Small western Iowa town breaks ground on long-awaited flood protection project
The city of Hornick broke ground on a long-awaited berm on Thursday evening.
The small western Iowa town hopes the structure can protect it from future floods – like the one that devastated Hornick three years ago. In 2019, water from the West Fork of the Little Sioux River overtopped a levee and inundated the town of a little more than 250 people.
Since then, Mayor Scott Mitchell has been working hard to make sure a disaster like that never happens again. He said it’s a relief to know the town will soon have a new barrier of protection.
“When I get text now from the National Weather Service about the crick going up, I don't have to worry so much,” Mitchell said. “To me, it's amazing. It's kind of a life changing thing for Hornick because what happened in ‘19 will not happen again.”
The berm will be built three feet above the town’s 500-year flood elevation level. Mitchell said the town first began discussing the need for a berm after flooding in 1996. But, the project wasn’t possible until the Woodbury County town was awarded $2.1 million in state flood recovery funds after the 2019 flood.
Community members and Mitchell alike beamed with pride as they broke ground on the much-anticipated project at the city park. Mitchell said the effort was only possible through help from city council members and residents alike.
“We don’t need gold shovels in Hornick to do this,” he said as he scooped up the first piece of dirt from the ground. “Congratulations, we’re building a berm!”

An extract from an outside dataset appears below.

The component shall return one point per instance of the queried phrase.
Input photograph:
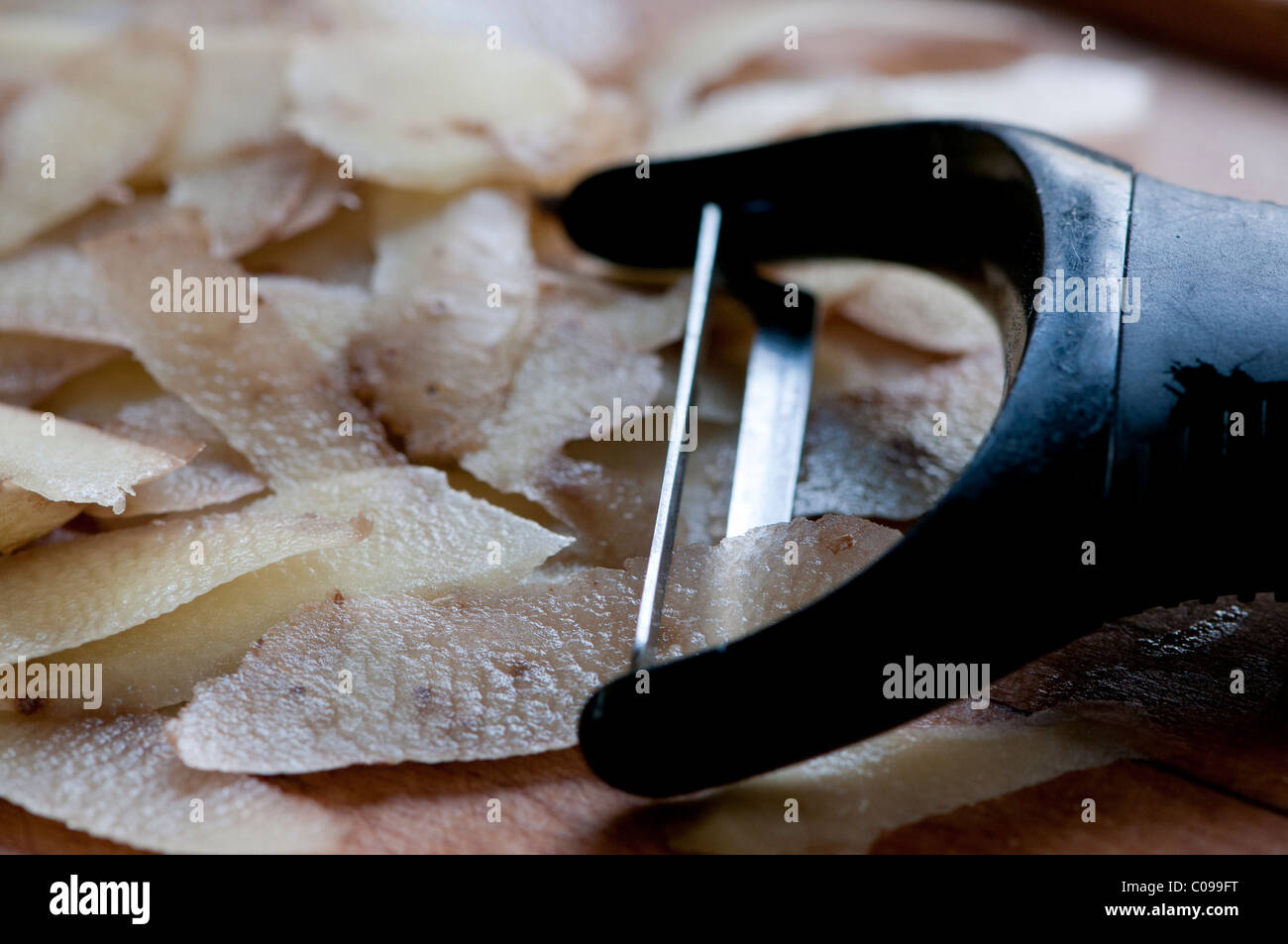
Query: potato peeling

"It's kind of a life changing thing for Hornick because what happened in ‘19 will not happen again.”Scott Mitchell, mayor of Hornick
Former U.S. Rep. Steve King, who spoke at the groundbreaking, said he saw the community pull together in the wake of the disaster to protect their town.
“It's a well oiled machine of volunteers here that put out everything to save this town from the flood that came in and put the solution in place to prevent it for the next time.”
Construction on the berm will begin in July. Mitchell predicts the project will be finished by the fall.